Java Forum / General / November 2005
boolean endsWith(String s, Pattern pattern)
lepikhin@gmail.com - 07 Nov 2005 14:44 GMT Anybody hear about the
boolean endsWith(String s, Pattern pattern)
implementations?
lepikhin@gmail.com - 07 Nov 2005 14:46 GMT PS. I know about "something$"-like regexp
Roedy Green - 07 Nov 2005 15:43 GMT >boolean endsWith(String s, Pattern pattern) The source code for all the regex stuff is there for you to look at in src.zip.
IIRC it compiles Patterns to commands to a state machine interpreter, not byte code.
 Signature Canadian Mind Products, Roedy Green. http://mindprod.com Java custom programming, consulting and coaching.
Rhino - 07 Nov 2005 18:53 GMT > Anybody hear about the > > boolean endsWith(String s, Pattern pattern) > > implementations? Since a boolean can only contain the boolean values 'true' and 'false', how could it possibly contain a String? Why would anyone write a method to search for Strings within a boolean?
Rhino
Roedy Green - 08 Nov 2005 04:14 GMT On Mon, 7 Nov 2005 13:53:09 -0500, "Rhino" <no.offline.contact.please@nospam.com> wrote, quoted or indirectly quoted someone who said :
>> boolean endsWith(String s, Pattern pattern) >> [quoted text clipped - 3 lines] >could it possibly contain a String? Why would anyone write a method to >search for Strings within a boolean? huh?

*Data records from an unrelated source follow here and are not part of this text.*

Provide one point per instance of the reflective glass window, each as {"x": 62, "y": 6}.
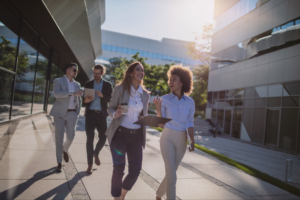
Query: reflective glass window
{"x": 258, "y": 128}
{"x": 246, "y": 125}
{"x": 220, "y": 117}
{"x": 239, "y": 93}
{"x": 222, "y": 95}
{"x": 275, "y": 90}
{"x": 261, "y": 91}
{"x": 274, "y": 102}
{"x": 51, "y": 98}
{"x": 216, "y": 95}
{"x": 238, "y": 102}
{"x": 291, "y": 89}
{"x": 8, "y": 47}
{"x": 248, "y": 102}
{"x": 6, "y": 83}
{"x": 41, "y": 78}
{"x": 214, "y": 115}
{"x": 25, "y": 72}
{"x": 249, "y": 93}
{"x": 236, "y": 123}
{"x": 260, "y": 102}
{"x": 290, "y": 102}
{"x": 229, "y": 94}
{"x": 288, "y": 128}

I think he is asking does string s end with given pattern yes or no.
he can't make it an instance method of String since String is final. He left out the word "static", though I suppose it could be implemented on some unrelated object.
 Signature Canadian Mind Products, Roedy Green. http://mindprod.com Java custom programming, consulting and coaching.
lepikhin@gmail.com - 08 Nov 2005 12:40 GMT > I think he is asking does string s end with given pattern yes or no. Yes. Sorry for ambiguous problem statement.
Probmlem with "something$"-like regexps is, that you need to look through the whole string. It's very slow.
Roedy Green - 08 Nov 2005 13:34 GMT >Probmlem with "something$"-like regexps is, that you need to look >through the whole string. It's very slow. it depends on how clever the Pattern compiler is. A smart one might scan the string backwards.
 Signature Canadian Mind Products, Roedy Green. http://mindprod.com Java custom programming, consulting and coaching.
lepikhin@gmail.com - 08 Nov 2005 14:36 GMT > it depends on how clever the Pattern compiler is. A smart one might > scan the string backwards. Unfortunately Java Pattern compiler (java.util.regex.Pattern) is stupid. I've checked it.
Roedy Green - 08 Nov 2005 14:48 GMT >> it depends on how clever the Pattern compiler is. A smart one might >> scan the string backwards. > >Unfortunately Java Pattern compiler (java.util.regex.Pattern) is >stupid. I've checked it. In that case, if this were a bottleneck, you could help the regex along by chopping off all but the last N characters.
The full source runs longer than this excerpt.